EDIT 1 I attempted the method shown here https://bugzilla.redhat.com/show_bug.cgi?id=1297230, by using an ifb0 interface to redirect docker0 traffic to ifb0 and then try to shape the egress traffic there.

tc qdisc add dev docker0 handle ffff: ingress
tc filter add dev docker0 parent ffff: protocol ip u32 match u32 0 0 action mirred egress redirect dev ifb0

$ sudo tc filter show dev docker0 root
filter parent ffff: protocol ip pref 49152 u32 chain 0 
filter parent ffff: protocol ip pref 49152 u32 chain 0 fh 800: ht divisor 1 
filter parent ffff: protocol ip pref 49152 u32 chain 0 fh 800::800 order 2048 key ht 800 bkt 0 terminal flowid ??? not_in_hw 
  match 00000000/00000000 at 0
        action order 1: mirred (Egress Redirect to device ifb0) stolen
        index 1 ref 1 bind 1

So adding filters seems possible.
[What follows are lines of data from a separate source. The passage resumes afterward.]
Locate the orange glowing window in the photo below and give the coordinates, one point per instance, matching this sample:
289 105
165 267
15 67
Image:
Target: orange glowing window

I tried adding the same tc filters to ifb0 (instead of docker0) but still could not get

tc filter add dev ifb0 protocol ip parent 2:0 prio 1 u32 match ip dst 172.17.0.4/32 flowid 2:1
tc filter add dev ifb0 protocol ip parent 2:0 prio 1 u32 match ip dst 172.17.0.5/32 flowid 2:2
tc filter add dev ifb0 protocol ip parent 2:0 prio 1 u32 match ip dst 172.17.0.6/32 flowid 2:3

With this method I could also no longer get ping responses, this redirection messed with outgoing traffic. But at the same time, the filters still could not be added, which doesn't solve my key problem.

EDIT 2 If I don't add the classless TBF qdisc, it seems I can add the filters

$ tc filter show dev docker0
filter parent 1: protocol ip pref 1 u32 chain 0 
filter parent 1: protocol ip pref 1 u32 chain 0 fh 800: ht divisor 1 
filter parent 1: protocol ip pref 1 u32 chain 0 fh 800::800 order 2048 key ht 800 bkt 0 flowid 1:1 not_in_hw 
  match ac110000/ffff0000 at 16
filter parent 1: protocol ip pref 2 u32 chain 0 
filter parent 1: protocol ip pref 2 u32 chain 0 fh 801: ht divisor 1 
filter parent 1: protocol ip pref 2 u32 chain 0 fh 801::800 order 2048 key ht 801 bkt 0 flowid 1:2 not_in_hw 
  match ac110000/ffff0000 at 16
filter parent 1: protocol ip pref 3 u32 chain 0 
filter parent 1: protocol ip pref 3 u32 chain 0 fh 802: ht divisor 1 
filter parent 1: protocol ip pref 3 u32 chain 0 fh 802::800 order 2048 key ht 802 bkt 0 flowid 1:3 not_in_hw 
  match ac110000/ffff0000 at 16

However, priority doesn't seem to be given to the first container with the 172.17.0.4 address. I can see the packets being routed to the proper prio. In theory, if given priority, that means the first container should have the highest throughput in the beginning until it finishes downloading, then the second container, then the third.